While giving him the refreshment, "can I ask you a question? Are you a lightweight? Because Brian is a heavyweight."

"He's an art consultant/curator, right?"

"No. I mean, yes. Sort of. Brian likes to drink is what I meant to say."

Frank was a bit put off that Celia did not follow his complimentary attempt to change the subject. He hoped she would be more amenable to providing insight on Brian's professional practice. He took a sip to ponder the awkward moment.

Celia held the plastic glass to her lips. Out of the corner of her eye she saw the taunting woman with her husband in line purchasing a drink. The woman made a friendly salutation.

"Brian went outside to make a phone call. Let's catch up with him. We shouldn't talk businesses anyhow."

Frank tossed his empty glass into the receptacle as did Celia place the liquid container without a splash.

Brian got their attention when they exited the building. He was standing with his back to the facade.

"You two having fun," he joked.

"How's he doing," asked Celia jealously.

Brian sniffed. Thinking before he spoke, "Fine. We will be meeting a colleague of mine after the concert. Frank, what do you think thus far?"

"I found the atonal singing accompanied with the tonal guitar licks phenomenal. I wish I could've translated the lyrics so that my understanding wouldn't have been so abstract."

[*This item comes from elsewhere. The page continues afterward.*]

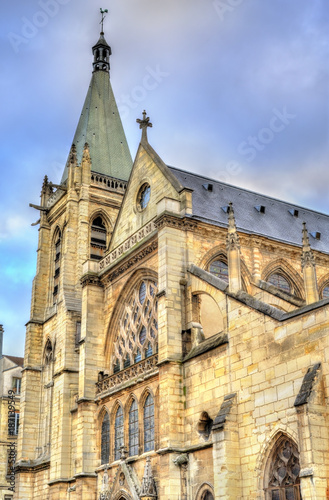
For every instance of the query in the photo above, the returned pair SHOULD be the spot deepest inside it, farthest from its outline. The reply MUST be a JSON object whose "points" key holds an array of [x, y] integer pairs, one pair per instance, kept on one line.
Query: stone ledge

Brian exhaled a laugh at Frank's bluff, then commented, "So if I understand you correctly, what you're saying is ‘if you knew you were coming, you would've baked a cake?' Is that the crux of your subtextual comprehension theory?"

"Cante Gitano Flamenco is a traditional Spanish form of music centuries old with various styles and metric combinations, if you haven't noticed by the rhythmic clapping," explained Celia. "I started taking flamenco dance lessons a couple months ago. That's, that's why I purchased the tickets."

Brian rolled his eyes at Celia's cultural edification attempt.

"How's your seat in the nose bleeds," hectored Brian.

"The altitude is fine. There's plenty of breathing room. The audio is fantastic, which is great because there wasn't much to see on the stage. Thanks for the ticket."

"My pressure. Perhaps we should go up before the rush of the pack."

Frank bowed his cranium in obeisance.

Celia knew that Brian was being his cantankerous self. She wished he offered to sit in the balcony. At least then she would be able to sit with someone more receptive to the program.

Brian entered the Hall. Frank stepped forward. Celia tugged his sleeve and gave him a worried look, which he interpreted to mean that he was being discourteous.

"Sorry. After you."

The lobby lights wavered dim-bright, dim-bright, dim.